Gamerscore celebrity garners achievement, acclaim

At 127,820, my gamerscore is but a fraction of the 1 million that Ray Cox IV, also known as Stallion83 on Xbox Live, dedicated over eight years to working  on close to full time. 

Microsoft probably had no idea how achievements would change the way gamers play video games when they were implemented with the Xbox 360 in 2005. It isn’t strange for gamers to seek out every minute or set a challenge for themselves in games. Microsoft capitalized on completists by creating a system of rewarding them with a quantifiable badge of honor known as gamerscore — a number assigned to every Xbox Live profile based on the achievements unlocked through Xbox 360 and Xbox One games.

Early in the Xbox 360’s release, publishers didn’t really know what to do with these achievements. It seemed like an inconvenience, because every Xbox 360 game was required to have them as long as the gamerscore totaled 1,000. It was common for a game to feature five achievements to meet that total, making for an uninspired achievement list. Now companies use achievements as a carrot on a stick to keep gamers invested in their games. Some games may feature up to 50 achievements with varying scores attributed to them as long as they total 1,000 Gamerscore. Other companies, like Epic Games’ “Gears of War,” featured notoriously difficult to obtain and time consuming achievements entitled “Seriously.” They’re an in-joke with Epic Games and the achievement community because very few gamers have the dedication to see them through.

 

 


According to Cox’s blog, he is an “achievement junkie” set out to reach a 1 million gamerscore in early 2006. He’s been profiled in magazines, newspapers, numerous online outlets and has been the “Guinness World Record” holder for gamerscore since 2010. Here’s the kicker; he’s been doing it almost entirely full-time as he supplements income through endorsement deals and partnerships with gaming media outlets. On March 12, while live streaming Titanfall for Xbox One on Twitch, Cox finally hit his goal with over 8,000 viewers watching.

“I’m not stopping, I’m not going. I’m staying No. 1 forever,” he said.

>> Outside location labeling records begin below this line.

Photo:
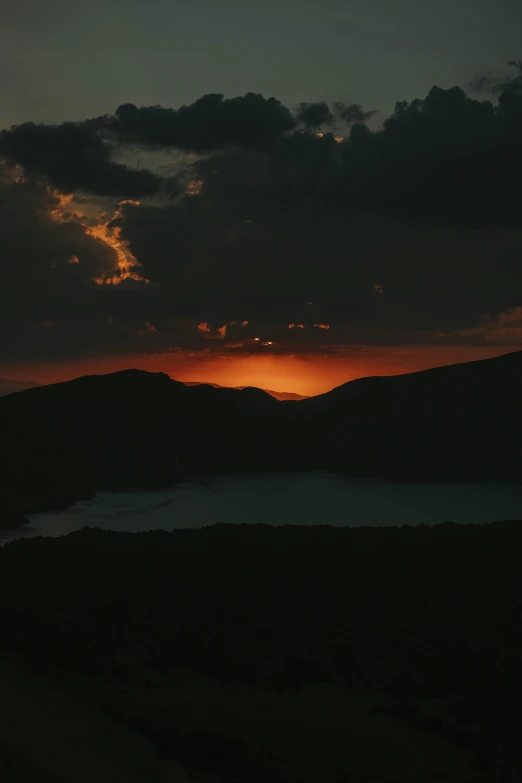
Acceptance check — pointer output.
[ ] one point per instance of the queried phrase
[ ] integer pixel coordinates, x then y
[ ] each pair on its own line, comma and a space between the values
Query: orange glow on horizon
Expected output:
305, 374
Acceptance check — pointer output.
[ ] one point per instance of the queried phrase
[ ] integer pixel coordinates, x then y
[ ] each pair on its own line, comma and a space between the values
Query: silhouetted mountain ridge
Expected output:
65, 441
290, 396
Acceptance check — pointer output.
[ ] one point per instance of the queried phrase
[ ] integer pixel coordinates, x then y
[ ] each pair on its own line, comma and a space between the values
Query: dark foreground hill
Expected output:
290, 654
62, 442
458, 422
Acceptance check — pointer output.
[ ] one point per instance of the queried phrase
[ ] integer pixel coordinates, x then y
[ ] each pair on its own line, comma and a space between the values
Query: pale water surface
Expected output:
283, 498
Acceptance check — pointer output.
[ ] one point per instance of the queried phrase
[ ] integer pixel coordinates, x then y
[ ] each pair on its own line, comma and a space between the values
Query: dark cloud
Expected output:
210, 123
494, 83
73, 158
313, 115
352, 112
400, 235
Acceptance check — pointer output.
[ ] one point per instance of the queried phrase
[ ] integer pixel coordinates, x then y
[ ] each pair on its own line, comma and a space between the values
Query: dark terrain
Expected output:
65, 441
249, 653
252, 653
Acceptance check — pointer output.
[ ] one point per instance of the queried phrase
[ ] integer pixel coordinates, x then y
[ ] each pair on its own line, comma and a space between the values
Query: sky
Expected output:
283, 194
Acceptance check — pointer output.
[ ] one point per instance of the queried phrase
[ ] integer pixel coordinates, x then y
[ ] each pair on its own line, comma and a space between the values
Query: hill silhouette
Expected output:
283, 396
64, 441
8, 386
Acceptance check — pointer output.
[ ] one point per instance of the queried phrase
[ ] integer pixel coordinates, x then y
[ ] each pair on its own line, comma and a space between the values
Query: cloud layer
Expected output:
267, 219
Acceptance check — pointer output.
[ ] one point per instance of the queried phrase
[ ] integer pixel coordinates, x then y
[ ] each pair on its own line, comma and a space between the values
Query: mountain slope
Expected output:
282, 396
9, 387
133, 428
461, 421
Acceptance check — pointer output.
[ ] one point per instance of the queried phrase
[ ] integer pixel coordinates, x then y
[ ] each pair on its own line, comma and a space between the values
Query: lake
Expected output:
283, 498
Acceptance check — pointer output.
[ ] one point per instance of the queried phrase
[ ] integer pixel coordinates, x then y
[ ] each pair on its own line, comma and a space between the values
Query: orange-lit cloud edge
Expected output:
307, 374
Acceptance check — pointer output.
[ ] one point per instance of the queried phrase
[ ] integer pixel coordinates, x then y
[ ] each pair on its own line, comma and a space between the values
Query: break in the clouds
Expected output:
409, 233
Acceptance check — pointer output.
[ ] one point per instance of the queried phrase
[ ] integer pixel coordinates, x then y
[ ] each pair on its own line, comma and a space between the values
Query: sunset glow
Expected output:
304, 374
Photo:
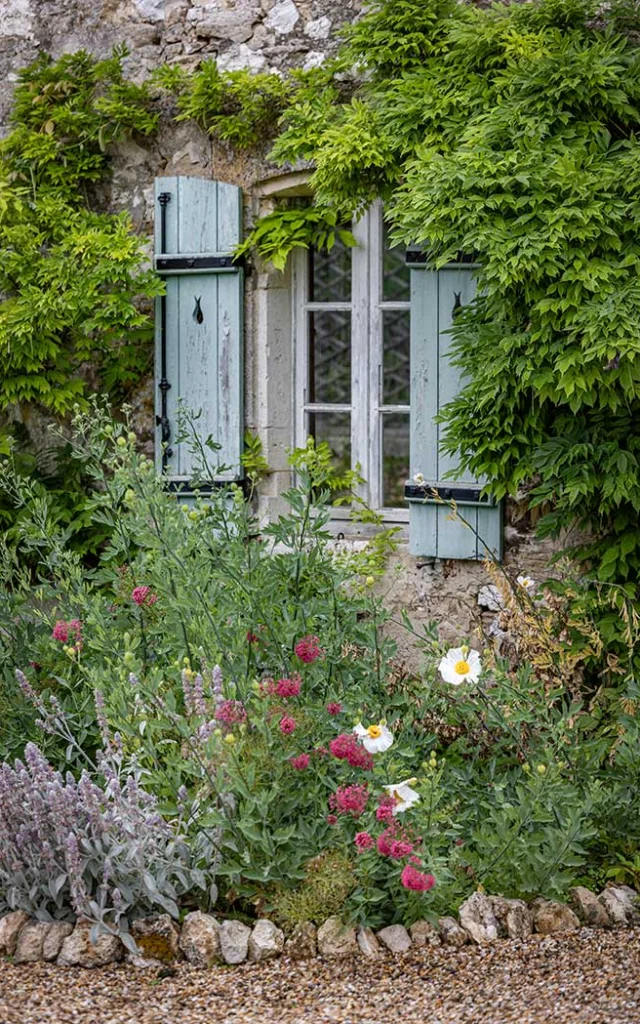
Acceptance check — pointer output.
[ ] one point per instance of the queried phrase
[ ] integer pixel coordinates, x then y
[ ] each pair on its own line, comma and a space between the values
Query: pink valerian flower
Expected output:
230, 713
385, 808
288, 687
364, 841
64, 631
346, 748
417, 881
308, 649
400, 849
301, 762
60, 631
349, 800
396, 842
143, 595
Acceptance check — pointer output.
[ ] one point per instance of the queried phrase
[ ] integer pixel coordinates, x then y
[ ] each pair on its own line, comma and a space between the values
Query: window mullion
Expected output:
301, 344
360, 389
376, 243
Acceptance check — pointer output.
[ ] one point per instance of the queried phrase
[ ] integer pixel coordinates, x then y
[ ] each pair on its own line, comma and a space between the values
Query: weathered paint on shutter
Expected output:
203, 322
434, 296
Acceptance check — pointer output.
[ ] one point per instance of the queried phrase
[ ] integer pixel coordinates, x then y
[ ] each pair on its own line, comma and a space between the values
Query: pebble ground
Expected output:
586, 977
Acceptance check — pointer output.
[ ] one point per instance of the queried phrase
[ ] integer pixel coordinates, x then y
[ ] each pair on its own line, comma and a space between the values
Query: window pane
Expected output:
395, 280
335, 428
395, 354
330, 273
330, 357
394, 459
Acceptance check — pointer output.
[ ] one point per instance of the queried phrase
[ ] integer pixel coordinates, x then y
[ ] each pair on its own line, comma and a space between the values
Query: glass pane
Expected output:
330, 357
395, 353
394, 459
330, 274
335, 428
395, 280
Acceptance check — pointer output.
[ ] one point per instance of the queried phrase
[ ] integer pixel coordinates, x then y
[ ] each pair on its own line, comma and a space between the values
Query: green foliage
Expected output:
323, 892
236, 107
276, 235
509, 132
253, 458
172, 652
73, 281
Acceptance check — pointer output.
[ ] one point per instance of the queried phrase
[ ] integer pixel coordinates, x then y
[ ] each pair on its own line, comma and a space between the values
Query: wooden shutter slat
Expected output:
203, 323
435, 381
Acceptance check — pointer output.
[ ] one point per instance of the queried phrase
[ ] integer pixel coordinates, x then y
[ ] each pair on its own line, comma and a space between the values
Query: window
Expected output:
351, 346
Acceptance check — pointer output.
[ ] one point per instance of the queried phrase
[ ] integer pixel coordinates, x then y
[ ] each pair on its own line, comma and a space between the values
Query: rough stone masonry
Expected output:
262, 35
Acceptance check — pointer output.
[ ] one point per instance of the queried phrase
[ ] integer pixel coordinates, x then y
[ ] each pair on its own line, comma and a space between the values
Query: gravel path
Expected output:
587, 977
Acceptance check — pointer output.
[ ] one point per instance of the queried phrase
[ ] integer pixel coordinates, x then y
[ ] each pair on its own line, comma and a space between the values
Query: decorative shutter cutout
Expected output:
435, 298
199, 322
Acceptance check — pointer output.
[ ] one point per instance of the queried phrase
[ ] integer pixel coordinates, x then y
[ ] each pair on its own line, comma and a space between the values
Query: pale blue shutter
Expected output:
199, 323
435, 295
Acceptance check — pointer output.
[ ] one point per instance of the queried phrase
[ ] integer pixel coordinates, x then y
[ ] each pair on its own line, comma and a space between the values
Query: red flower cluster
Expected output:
386, 805
396, 842
349, 800
288, 687
61, 631
346, 748
230, 713
301, 762
364, 841
417, 881
143, 595
308, 649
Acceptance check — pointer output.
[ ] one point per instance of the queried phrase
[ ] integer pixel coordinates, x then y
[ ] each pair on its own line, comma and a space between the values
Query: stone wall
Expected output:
263, 35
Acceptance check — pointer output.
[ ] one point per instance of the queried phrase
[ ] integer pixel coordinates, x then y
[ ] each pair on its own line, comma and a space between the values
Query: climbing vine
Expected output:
73, 281
511, 132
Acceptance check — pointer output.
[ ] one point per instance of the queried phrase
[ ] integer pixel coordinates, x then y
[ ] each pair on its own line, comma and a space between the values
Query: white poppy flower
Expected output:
461, 665
403, 796
376, 738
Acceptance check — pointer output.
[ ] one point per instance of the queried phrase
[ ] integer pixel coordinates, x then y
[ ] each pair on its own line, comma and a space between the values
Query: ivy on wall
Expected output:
73, 281
511, 132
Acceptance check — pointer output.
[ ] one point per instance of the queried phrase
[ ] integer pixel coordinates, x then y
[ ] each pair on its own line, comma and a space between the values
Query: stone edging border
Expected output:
203, 941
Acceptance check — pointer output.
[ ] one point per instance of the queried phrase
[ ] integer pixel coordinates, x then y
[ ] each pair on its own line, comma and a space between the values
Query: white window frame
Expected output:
367, 307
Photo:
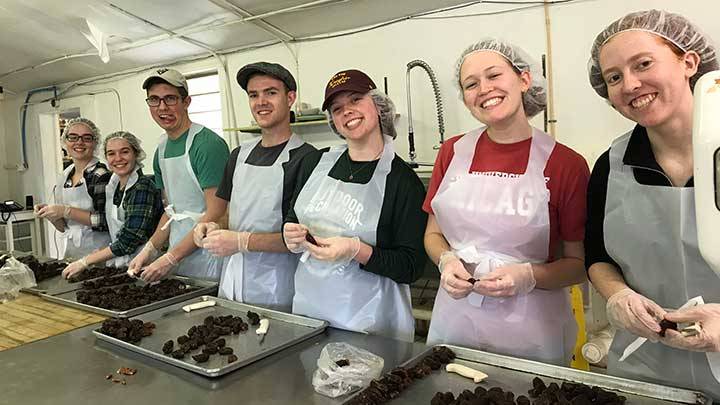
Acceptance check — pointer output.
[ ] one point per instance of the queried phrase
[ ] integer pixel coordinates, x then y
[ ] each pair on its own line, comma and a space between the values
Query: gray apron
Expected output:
259, 278
186, 205
650, 231
343, 294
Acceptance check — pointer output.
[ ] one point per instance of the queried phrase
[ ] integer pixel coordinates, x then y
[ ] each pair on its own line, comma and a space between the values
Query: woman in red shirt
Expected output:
503, 200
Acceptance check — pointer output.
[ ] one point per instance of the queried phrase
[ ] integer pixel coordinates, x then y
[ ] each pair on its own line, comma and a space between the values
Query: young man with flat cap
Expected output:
258, 184
188, 168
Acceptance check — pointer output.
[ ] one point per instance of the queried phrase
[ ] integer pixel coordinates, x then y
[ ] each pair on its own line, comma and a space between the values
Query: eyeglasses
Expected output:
75, 137
154, 101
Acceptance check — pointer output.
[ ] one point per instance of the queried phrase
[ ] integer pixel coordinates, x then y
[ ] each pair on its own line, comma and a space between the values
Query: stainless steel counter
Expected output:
71, 368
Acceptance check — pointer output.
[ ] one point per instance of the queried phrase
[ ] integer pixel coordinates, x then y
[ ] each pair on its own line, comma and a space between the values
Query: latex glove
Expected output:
454, 276
635, 313
335, 249
159, 268
222, 242
201, 230
507, 281
75, 268
54, 212
146, 253
708, 317
294, 236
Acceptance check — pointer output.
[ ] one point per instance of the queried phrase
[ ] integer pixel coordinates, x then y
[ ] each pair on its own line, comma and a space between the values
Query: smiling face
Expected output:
80, 149
173, 119
270, 102
121, 156
647, 82
354, 115
492, 88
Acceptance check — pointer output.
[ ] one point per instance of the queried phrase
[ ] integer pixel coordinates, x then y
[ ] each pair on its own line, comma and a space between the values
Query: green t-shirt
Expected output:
208, 156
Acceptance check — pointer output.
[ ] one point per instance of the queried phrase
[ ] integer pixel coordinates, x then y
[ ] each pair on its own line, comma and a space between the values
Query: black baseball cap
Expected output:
266, 68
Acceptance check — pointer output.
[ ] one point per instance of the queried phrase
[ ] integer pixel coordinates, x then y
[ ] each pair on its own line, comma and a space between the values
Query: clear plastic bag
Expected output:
333, 380
14, 276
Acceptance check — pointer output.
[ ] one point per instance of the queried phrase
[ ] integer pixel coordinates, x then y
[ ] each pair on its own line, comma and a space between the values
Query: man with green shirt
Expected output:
188, 166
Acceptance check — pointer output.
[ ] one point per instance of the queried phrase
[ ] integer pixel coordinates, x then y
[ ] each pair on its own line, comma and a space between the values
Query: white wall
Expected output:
585, 121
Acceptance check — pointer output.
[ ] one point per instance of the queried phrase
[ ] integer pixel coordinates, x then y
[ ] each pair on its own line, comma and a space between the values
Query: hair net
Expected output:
673, 27
386, 112
132, 140
84, 121
535, 98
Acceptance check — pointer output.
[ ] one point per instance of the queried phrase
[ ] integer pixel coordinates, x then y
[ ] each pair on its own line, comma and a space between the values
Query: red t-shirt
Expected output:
566, 176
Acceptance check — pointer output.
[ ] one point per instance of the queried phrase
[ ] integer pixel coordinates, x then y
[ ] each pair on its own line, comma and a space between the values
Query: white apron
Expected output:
650, 231
186, 205
345, 295
81, 240
490, 221
259, 278
116, 215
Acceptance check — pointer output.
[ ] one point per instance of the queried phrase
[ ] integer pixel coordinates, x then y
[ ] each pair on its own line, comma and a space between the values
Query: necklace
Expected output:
364, 165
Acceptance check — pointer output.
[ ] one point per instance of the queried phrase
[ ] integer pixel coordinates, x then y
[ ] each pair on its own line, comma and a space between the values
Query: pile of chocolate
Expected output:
127, 330
208, 337
128, 296
400, 378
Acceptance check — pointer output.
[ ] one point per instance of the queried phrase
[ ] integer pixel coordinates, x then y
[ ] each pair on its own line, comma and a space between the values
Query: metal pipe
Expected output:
438, 106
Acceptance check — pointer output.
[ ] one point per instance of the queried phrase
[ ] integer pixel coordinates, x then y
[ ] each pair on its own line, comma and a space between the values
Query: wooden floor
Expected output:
30, 318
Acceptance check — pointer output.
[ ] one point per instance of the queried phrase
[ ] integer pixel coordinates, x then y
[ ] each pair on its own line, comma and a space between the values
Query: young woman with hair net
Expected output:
357, 215
79, 208
507, 214
133, 205
641, 242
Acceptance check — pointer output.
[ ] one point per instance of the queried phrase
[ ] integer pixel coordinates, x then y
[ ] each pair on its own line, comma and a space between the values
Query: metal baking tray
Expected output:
285, 330
203, 287
516, 375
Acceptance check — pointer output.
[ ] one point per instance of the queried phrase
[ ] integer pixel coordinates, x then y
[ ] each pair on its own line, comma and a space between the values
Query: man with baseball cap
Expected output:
258, 184
188, 167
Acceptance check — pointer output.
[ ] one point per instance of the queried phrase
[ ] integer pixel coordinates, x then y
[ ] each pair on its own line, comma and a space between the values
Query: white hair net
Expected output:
386, 112
535, 98
673, 27
132, 140
89, 124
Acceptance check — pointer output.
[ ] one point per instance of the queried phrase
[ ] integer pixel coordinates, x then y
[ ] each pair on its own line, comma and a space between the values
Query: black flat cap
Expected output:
271, 69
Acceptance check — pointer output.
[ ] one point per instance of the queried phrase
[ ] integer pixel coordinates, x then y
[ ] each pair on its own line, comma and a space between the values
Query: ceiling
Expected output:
42, 42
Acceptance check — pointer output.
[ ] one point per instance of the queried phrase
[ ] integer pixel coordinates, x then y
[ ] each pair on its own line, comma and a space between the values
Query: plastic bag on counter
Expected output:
14, 276
343, 368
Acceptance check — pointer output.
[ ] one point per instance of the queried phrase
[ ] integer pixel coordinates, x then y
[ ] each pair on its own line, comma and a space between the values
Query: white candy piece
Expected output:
198, 305
264, 325
465, 371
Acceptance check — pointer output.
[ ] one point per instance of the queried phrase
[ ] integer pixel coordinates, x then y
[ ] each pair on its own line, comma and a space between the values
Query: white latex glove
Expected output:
453, 276
635, 313
201, 230
54, 212
75, 268
222, 242
708, 317
507, 281
294, 236
159, 268
335, 249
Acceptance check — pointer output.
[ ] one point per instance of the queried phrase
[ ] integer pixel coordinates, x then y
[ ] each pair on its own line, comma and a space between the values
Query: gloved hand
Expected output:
222, 242
335, 249
201, 230
54, 212
454, 276
708, 317
75, 268
159, 268
294, 236
507, 281
144, 256
635, 313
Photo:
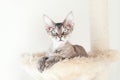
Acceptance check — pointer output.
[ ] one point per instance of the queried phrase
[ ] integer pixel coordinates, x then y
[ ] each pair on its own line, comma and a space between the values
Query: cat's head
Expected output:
59, 31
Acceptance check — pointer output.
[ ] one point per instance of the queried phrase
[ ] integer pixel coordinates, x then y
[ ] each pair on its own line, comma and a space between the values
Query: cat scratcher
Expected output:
95, 67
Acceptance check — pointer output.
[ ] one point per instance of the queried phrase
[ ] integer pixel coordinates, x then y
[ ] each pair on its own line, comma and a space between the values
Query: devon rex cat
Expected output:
61, 48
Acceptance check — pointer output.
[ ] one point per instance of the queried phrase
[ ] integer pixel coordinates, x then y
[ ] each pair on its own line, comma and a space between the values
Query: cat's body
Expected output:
61, 48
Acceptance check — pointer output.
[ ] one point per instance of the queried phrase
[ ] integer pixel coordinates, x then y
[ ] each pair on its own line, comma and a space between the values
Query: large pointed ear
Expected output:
49, 24
69, 20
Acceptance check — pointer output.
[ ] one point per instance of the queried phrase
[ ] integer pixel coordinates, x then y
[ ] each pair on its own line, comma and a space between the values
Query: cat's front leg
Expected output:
52, 60
41, 63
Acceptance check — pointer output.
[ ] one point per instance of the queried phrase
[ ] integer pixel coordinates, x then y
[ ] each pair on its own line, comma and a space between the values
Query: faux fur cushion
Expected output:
92, 68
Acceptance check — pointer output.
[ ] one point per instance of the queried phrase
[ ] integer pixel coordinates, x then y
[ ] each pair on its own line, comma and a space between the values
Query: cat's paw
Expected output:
52, 60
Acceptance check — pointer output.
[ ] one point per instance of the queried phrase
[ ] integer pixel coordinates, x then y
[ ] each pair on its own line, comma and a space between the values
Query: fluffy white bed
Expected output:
95, 67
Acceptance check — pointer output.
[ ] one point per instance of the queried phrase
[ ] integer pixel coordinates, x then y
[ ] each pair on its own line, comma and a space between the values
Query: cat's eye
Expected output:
54, 32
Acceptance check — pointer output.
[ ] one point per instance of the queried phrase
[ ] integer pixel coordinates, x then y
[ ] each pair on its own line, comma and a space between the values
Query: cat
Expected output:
61, 47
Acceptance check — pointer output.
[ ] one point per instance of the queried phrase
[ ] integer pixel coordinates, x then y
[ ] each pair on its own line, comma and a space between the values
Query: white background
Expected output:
22, 30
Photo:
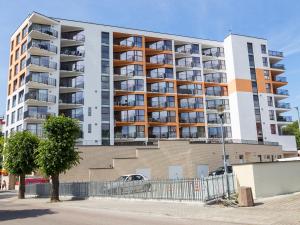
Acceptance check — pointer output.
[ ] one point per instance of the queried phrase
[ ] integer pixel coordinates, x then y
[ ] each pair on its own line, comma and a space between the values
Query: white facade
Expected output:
90, 103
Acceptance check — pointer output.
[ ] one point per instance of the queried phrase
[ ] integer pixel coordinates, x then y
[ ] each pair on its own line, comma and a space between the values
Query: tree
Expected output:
19, 156
57, 153
293, 129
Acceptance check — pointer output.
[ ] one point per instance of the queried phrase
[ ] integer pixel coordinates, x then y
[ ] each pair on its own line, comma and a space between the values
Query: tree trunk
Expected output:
55, 188
21, 194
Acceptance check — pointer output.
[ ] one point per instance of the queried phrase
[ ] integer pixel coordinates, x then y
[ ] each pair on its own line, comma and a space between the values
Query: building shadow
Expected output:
22, 214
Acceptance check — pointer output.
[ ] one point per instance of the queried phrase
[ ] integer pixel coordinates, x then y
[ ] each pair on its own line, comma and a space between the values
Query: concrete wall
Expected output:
269, 179
109, 162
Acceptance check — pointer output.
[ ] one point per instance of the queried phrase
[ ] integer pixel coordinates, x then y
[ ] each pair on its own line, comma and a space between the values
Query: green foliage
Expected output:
292, 129
57, 152
19, 153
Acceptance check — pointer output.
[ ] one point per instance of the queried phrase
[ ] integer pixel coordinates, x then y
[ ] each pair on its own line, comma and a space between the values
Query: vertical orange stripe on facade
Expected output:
239, 85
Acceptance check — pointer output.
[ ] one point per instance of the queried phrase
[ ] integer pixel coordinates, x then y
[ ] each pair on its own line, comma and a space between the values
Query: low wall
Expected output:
269, 178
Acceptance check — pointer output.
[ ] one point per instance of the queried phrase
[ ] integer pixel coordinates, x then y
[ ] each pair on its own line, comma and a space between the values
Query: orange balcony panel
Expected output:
118, 62
119, 123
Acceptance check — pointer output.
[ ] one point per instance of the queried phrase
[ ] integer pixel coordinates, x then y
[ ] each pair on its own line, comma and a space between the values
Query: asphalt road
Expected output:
284, 210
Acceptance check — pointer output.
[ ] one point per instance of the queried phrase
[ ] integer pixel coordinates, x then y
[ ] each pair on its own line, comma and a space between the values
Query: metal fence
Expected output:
202, 189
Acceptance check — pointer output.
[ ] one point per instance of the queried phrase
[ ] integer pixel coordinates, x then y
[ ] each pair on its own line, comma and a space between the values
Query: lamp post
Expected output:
221, 115
297, 108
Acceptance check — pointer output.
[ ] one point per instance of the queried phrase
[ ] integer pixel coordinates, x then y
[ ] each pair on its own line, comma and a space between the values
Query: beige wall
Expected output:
109, 162
269, 179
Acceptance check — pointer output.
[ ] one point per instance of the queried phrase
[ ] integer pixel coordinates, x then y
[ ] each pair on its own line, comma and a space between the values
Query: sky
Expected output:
276, 20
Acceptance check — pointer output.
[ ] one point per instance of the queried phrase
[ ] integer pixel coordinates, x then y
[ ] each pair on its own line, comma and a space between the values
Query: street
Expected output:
280, 210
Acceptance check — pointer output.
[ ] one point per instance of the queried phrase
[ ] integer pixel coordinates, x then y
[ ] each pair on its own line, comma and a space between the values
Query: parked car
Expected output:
128, 184
220, 171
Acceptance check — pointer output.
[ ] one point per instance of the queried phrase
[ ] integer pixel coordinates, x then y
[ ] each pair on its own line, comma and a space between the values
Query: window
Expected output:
14, 102
24, 31
250, 48
105, 66
265, 62
105, 38
273, 128
251, 61
105, 52
8, 104
23, 63
271, 114
18, 39
22, 80
105, 98
13, 117
266, 74
23, 47
21, 96
20, 114
105, 113
270, 101
263, 49
17, 54
105, 130
105, 82
16, 69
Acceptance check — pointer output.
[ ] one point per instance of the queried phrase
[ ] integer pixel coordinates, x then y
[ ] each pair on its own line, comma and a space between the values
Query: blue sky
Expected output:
278, 21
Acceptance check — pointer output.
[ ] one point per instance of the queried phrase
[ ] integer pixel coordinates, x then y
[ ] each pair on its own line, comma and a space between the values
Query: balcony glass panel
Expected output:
72, 66
73, 35
42, 78
41, 44
46, 29
41, 61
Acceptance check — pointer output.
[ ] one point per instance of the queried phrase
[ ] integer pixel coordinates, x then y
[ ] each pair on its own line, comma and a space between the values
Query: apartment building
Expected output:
128, 85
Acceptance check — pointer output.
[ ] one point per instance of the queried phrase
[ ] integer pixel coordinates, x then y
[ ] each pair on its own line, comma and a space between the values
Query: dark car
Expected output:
220, 171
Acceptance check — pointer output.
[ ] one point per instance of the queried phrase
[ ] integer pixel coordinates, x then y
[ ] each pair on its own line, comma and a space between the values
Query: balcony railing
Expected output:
282, 92
35, 115
43, 46
275, 53
284, 118
216, 65
72, 52
72, 67
277, 66
41, 62
283, 105
280, 79
40, 97
73, 36
43, 29
215, 52
40, 78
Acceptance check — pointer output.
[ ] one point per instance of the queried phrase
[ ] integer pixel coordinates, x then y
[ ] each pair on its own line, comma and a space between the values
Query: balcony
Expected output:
188, 49
214, 65
277, 66
29, 115
72, 53
280, 79
71, 68
282, 105
40, 80
41, 64
40, 97
213, 52
37, 47
40, 31
284, 119
281, 92
275, 53
72, 38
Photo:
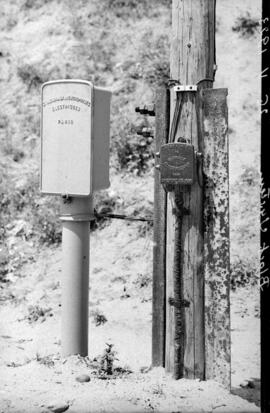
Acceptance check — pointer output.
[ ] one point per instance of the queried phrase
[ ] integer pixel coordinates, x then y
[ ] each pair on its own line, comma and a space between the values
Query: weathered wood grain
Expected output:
192, 61
216, 236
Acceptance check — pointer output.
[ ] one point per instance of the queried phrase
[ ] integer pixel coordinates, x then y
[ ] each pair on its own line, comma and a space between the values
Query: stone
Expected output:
83, 378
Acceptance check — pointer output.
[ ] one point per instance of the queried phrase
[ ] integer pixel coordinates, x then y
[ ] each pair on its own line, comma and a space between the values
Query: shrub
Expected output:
98, 317
246, 25
154, 56
37, 313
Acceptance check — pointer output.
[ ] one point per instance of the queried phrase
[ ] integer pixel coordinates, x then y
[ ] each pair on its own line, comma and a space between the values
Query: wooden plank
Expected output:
216, 236
192, 61
159, 249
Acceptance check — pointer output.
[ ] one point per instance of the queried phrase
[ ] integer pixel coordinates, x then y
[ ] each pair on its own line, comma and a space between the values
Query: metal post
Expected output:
75, 215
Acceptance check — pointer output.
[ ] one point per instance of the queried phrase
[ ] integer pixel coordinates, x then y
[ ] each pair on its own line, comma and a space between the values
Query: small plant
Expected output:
98, 317
37, 313
30, 75
246, 25
143, 280
107, 360
45, 360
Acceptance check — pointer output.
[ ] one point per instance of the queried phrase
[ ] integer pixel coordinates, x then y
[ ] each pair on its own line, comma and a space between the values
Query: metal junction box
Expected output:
75, 130
177, 164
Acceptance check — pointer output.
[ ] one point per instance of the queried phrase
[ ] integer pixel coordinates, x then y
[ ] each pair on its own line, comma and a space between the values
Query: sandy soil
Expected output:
33, 377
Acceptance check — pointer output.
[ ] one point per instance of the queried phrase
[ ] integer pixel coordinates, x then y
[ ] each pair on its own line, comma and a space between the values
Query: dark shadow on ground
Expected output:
250, 391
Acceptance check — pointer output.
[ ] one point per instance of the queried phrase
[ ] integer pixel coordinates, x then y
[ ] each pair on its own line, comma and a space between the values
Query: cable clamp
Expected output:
185, 88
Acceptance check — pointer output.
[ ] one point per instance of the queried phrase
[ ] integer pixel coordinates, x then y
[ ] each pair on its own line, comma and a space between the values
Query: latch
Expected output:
177, 164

Some might consider gamers that hunt for achievements and trophies (the PlayStation equivalent of Xbox achievements) to be a little on the obsessive-compulsive side. I can’t argue with that. It takes a certain type of personality, and sometimes an unhealthy one, to spend countless hours earning every achievement, adding to a long list of 100 percent complete games.

I used to plot a gaming course based solely on achievements, and I’ve earned 100 percent completion in games that I loved and hated. I’ve even played games for well over a hundred hours, and with others I gave up because the investment was just too much. In the end, there were always more games with more achievements, and that’s when gaming became less fun.

Cox achieved a remarkable feat, and whether he fades out of the public conscious or not, he’ll always have his achievements. Five years after I’d started my own meager gamerscore journey I decided to get away from achievements and gamerscore. Unlike Cox, I realized I wasn’t willing to sacrifice everything.